High Availability with Leader Election¶

This guide explains how to deploy and operate the HAProxy Template Ingress Controller in high availability (HA) mode with multiple replicas.

Overview¶

The controller supports running multiple replicas for high availability using leader election based on Kubernetes Leases. Only the elected leader performs write operations (deploying configurations to HAProxy), while all replicas continue watching resources, rendering templates, and validating configurations to maintain "hot standby" status.

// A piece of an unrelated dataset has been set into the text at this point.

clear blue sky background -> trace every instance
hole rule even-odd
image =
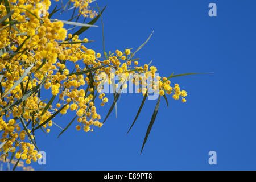
[[[65,1],[64,1],[65,2]],[[74,122],[59,138],[55,126],[40,130],[37,143],[47,153],[43,170],[256,169],[255,1],[97,1],[104,13],[105,49],[136,48],[155,30],[137,54],[141,64],[153,60],[161,75],[189,72],[213,75],[174,78],[188,91],[187,102],[164,100],[143,152],[140,151],[156,100],[147,100],[130,133],[126,132],[143,97],[122,94],[104,126],[93,133],[76,131]],[[217,17],[208,16],[214,2]],[[55,3],[54,3],[55,4]],[[95,5],[95,4],[94,4]],[[93,6],[94,6],[93,5]],[[54,7],[52,6],[51,10]],[[49,11],[51,11],[51,10]],[[72,11],[54,17],[67,20]],[[88,20],[87,20],[87,22]],[[79,22],[82,22],[80,19]],[[86,47],[102,52],[102,29],[89,28]],[[71,27],[69,27],[71,28]],[[48,96],[49,97],[51,96]],[[113,96],[98,111],[105,118]],[[57,117],[64,127],[74,113]],[[217,165],[208,152],[217,152]]]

Benefits of HA deployment:

Zero-downtime during controller upgrades (rolling updates)
Automatic failover if leader pod crashes (~15-20 seconds)
All replicas ready to take over immediately (hot standby)
Balanced leader distribution across nodes

How it works:

All replicas watch Kubernetes resources and render HAProxy configurations
Leader election determines which replica can deploy configs to HAProxy
When leader fails, followers automatically elect a new leader
Leadership transitions are logged and tracked via Prometheus metrics

Configuration¶

Enable Leader Election¶

Leader election is enabled by default when deploying with 2+ replicas via Helm:

# values.yaml (defaults)
replicaCount: 2  # Run 2 replicas for HA

controller:
  config:
    controller:
      leader_election:
        enabled: true
        lease_name: haptic-leader
        lease_duration: 60s    # Failover happens within this time
        renew_deadline: 15s    # Leader tries to renew for this long
        retry_period: 5s       # Interval between renewal attempts

Disable Leader Election¶

For development or single-replica deployments:

# values.yaml
replicaCount: 1

controller:
  config:
    controller:
      leader_election:
        enabled: false  # Disabled in single-replica mode

Timing Parameters¶

The timing parameters control failover speed and tolerance:

Parameter	Default	Purpose	Recommendations
`lease_duration`	60s	Max time followers wait before taking over	Increase for flaky networks (120s)
`renew_deadline`	15s	How long leader retries before giving up	Should be < `lease_duration` (1/4 ratio)
`retry_period`	5s	Interval between leader renewal attempts	Should be < `renew_deadline` (1/3 ratio)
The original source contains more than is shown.